2.1 Rights and Limitations of Grant. IMAGINATION TECHNOLOGIES hereby
grants Customer the following non-exclusive, non-transferable right to
use the SOFTWARE, with the following limitations:
2.1.1 Rights. You may copy and distribute verbatim copies of the
SOFTWARE as you received it, in any medium, provided that you
conspicuously and appropriately publish on each copy an appropriate
copyright notice and keep intact all the notices that refer to this
license and give any other recipients of the Program a copy of this
license along with the SOFTWARE.
2.1.2 Limitations. No Reverse Engineering. Customer may not reverse
engineer, decompile, or disassemble the SOFTWARE, nor attempt in any
other manner to obtain the source code. The SOFTWARE is licensed as a
single product. Its component parts may not be separated, nor otherwise
used separately from the other parts. Customer may not rent, sell or lease
the SOFTWARE to someone else.
3. TERMINATION.
This LICENSE will automatically terminate if Customer fails to comply
with any of the terms and conditions of it. In such event, Customer must
destroy all copies of the SOFTWARE and all of its component parts.
4. COPYRIGHT.
All title and copyrights in and to the SOFTWARE (including but not
limited to all images, photographs, animations, video, audio, music,
text, and other matters incorporated into the SOFTWARE), the
accompanying printed materials, and any copies of the SOFTWARE, are
owned by IMAGINATION TECHNOLOGIES, or its suppliers. The SOFTWARE is
protected by copyright laws and international treaty provisions.

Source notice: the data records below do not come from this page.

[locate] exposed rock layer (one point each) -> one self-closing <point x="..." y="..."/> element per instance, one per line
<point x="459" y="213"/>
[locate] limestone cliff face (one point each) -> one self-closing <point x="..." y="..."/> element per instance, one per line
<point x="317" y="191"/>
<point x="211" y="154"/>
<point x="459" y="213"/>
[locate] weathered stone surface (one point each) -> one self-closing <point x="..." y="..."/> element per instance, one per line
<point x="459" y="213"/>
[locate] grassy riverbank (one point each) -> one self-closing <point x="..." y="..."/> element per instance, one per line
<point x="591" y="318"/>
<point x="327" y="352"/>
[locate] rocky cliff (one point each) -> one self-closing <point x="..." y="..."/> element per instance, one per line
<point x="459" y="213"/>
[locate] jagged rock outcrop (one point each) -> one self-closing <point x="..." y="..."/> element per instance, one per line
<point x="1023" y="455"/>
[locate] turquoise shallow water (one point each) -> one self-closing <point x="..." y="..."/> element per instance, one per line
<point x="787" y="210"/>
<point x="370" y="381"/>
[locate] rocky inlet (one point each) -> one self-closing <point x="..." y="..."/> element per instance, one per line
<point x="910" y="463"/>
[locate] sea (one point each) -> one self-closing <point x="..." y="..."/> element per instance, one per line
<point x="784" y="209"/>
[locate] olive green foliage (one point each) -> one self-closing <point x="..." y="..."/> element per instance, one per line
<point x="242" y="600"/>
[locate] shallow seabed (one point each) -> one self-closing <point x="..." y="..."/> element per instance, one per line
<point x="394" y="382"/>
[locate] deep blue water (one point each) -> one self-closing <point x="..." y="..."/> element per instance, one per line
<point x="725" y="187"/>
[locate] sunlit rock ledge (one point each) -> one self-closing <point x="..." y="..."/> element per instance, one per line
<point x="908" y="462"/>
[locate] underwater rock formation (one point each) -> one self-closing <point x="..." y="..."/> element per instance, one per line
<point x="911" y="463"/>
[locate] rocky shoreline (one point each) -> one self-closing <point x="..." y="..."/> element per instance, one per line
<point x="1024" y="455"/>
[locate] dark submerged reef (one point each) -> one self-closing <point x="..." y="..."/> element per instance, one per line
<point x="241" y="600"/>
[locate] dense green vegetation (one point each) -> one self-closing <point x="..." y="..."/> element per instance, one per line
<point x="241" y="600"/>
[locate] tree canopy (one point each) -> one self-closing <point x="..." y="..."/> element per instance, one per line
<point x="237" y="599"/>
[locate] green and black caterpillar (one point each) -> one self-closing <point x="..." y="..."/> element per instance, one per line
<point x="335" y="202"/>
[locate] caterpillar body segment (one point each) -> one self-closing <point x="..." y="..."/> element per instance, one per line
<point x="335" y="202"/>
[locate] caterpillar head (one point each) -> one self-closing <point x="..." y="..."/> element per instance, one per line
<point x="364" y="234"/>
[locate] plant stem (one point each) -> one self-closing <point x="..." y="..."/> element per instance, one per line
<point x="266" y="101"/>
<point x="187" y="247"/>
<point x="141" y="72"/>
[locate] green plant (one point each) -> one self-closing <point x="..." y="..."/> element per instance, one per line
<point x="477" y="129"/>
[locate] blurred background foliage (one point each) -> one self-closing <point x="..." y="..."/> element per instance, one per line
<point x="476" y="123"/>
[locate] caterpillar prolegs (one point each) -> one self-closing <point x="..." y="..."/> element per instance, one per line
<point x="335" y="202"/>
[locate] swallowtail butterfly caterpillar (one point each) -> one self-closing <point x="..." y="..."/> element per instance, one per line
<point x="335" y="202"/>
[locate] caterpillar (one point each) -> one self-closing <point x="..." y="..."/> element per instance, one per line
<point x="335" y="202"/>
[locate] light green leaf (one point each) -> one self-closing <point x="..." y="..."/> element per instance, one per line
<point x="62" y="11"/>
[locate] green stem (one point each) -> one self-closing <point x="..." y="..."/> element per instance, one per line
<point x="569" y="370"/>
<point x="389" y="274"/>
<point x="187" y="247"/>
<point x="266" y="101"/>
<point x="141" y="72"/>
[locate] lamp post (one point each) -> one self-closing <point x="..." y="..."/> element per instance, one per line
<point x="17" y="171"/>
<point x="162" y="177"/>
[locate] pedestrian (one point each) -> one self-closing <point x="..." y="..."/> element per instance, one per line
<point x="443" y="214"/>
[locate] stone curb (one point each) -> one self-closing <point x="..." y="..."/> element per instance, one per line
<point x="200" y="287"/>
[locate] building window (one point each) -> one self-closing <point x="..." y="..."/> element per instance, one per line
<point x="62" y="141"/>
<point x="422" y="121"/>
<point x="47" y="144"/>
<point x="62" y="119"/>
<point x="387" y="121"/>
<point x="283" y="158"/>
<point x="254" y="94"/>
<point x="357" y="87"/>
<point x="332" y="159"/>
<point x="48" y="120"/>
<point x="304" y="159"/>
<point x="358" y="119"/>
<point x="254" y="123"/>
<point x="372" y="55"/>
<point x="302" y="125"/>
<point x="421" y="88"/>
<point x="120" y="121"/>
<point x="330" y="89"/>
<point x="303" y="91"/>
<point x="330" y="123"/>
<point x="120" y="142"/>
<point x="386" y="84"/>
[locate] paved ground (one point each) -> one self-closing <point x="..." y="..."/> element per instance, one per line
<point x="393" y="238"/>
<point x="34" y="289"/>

Customer is required to treat the SOFTWARE like any other
copyrighted material except as within the rights granted in para 2.1.1
above.
5. APPLICABLE LAW.
This agreement is governed by and shall be construed in accordance with
English Law.
6. DISCLAIMER OF WARRANTIES AND LIMITATION ON LIABILITY.
6.1 No Warranties. To the maximum extent permitted by applicable law,
the software is provided "as is" and IMAGINATION TECHNOLOGIES and its
suppliers disclaim all warranties, either express or implied, including,
but not limited to, implied warranties of merchantability and fitness
for a particular purpose.
6.2 No Liability for Consequential Damages. To the maximum extent
permitted by applicable law, in no event shall IMAGINATION TECHNOLOGIES
or its suppliers be liable for any special, incidental, indirect, or
consequential damages whatsoever (including, without limitation, damages
for loss of business profits, business interruption, loss of business
information, or any other pecuniary loss) arising out of the use of or
inability to use the software, even if IMAGINATION TECHNOLOGIES has been
advised of the possibility of such damages.
7. MISCELLANEOUS. This Agreement is the final, complete and exclusive
agreement between the parties relating to the subject matter hereof, and
supersedes all prior or contemporaneous understandings and agreements
relating to such subject matter, whether oral or written.